So the argument to Array(16).join is NaN. Following §15.4.4.5 (Array.prototype.join), we have to call ToString on the argument, which is "NaN" (§9.8.1):

如果 m 是 NaN，则返回字符串 "NaN".

If m is NaN, return the String "NaN".

按照 §15.4.4.5 的第 10 步，我们得到 15"NaN" 和空字符串连接的重复，这等于您看到的结果.当使用 "wat" + 1 而不是 "wat" - 1 作为参数时，加法运算符将 1 转换为字符串而不是转换 "wat" 到一个数字，所以它有效地调用了 Array(16).join("wat1").

Following step 10 of §15.4.4.5, we get 15 repetitions of the concatenation of "NaN" and the empty string, which equals the result you're seeing.
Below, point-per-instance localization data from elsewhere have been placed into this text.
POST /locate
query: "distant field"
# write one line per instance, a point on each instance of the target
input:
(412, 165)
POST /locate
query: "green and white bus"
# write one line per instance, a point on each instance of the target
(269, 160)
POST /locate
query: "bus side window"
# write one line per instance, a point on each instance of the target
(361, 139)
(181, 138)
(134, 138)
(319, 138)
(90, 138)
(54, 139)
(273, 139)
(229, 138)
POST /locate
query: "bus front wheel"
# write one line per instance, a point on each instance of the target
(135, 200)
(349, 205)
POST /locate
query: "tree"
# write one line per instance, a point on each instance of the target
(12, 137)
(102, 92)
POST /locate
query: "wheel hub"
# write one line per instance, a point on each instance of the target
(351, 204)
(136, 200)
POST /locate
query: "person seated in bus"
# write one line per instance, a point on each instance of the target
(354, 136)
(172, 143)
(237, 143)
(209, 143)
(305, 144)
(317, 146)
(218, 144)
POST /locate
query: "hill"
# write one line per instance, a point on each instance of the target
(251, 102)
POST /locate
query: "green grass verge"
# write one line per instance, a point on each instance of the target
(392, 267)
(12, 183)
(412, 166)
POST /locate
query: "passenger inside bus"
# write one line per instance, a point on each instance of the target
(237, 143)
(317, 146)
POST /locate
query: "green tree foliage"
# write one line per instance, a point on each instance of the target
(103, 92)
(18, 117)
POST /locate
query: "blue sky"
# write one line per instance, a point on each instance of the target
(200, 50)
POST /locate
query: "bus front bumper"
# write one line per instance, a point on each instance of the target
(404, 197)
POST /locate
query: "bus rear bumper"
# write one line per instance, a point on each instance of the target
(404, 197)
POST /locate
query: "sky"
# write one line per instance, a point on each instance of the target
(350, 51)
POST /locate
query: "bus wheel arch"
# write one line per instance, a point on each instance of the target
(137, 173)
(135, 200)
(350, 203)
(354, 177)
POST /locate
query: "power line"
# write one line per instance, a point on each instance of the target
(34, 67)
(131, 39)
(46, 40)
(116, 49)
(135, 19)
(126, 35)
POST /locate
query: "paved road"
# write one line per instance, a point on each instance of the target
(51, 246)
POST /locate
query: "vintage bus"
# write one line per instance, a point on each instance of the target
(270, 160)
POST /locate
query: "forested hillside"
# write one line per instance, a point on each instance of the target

When using "wat" + 1 instead of "wat" - 1 as argument, the addition operator converts 1 to a string instead of converting "wat" to a number, so it effectively calls Array(16).join("wat1").

至于为什么您会看到 {} + [] 情况下的不同结果:将其用作函数参数时，您将强制语句成为 ExpressionStatement，这使得无法将 {} 解析为空块，因此将其解析为空对象字面量.

As to why you're seeing different results for the {} + [] case: When using it as a function argument, you're forcing the statement to be an ExpressionStatement, which makes it impossible to parse {} as empty block, so it's instead parsed as an empty object literal.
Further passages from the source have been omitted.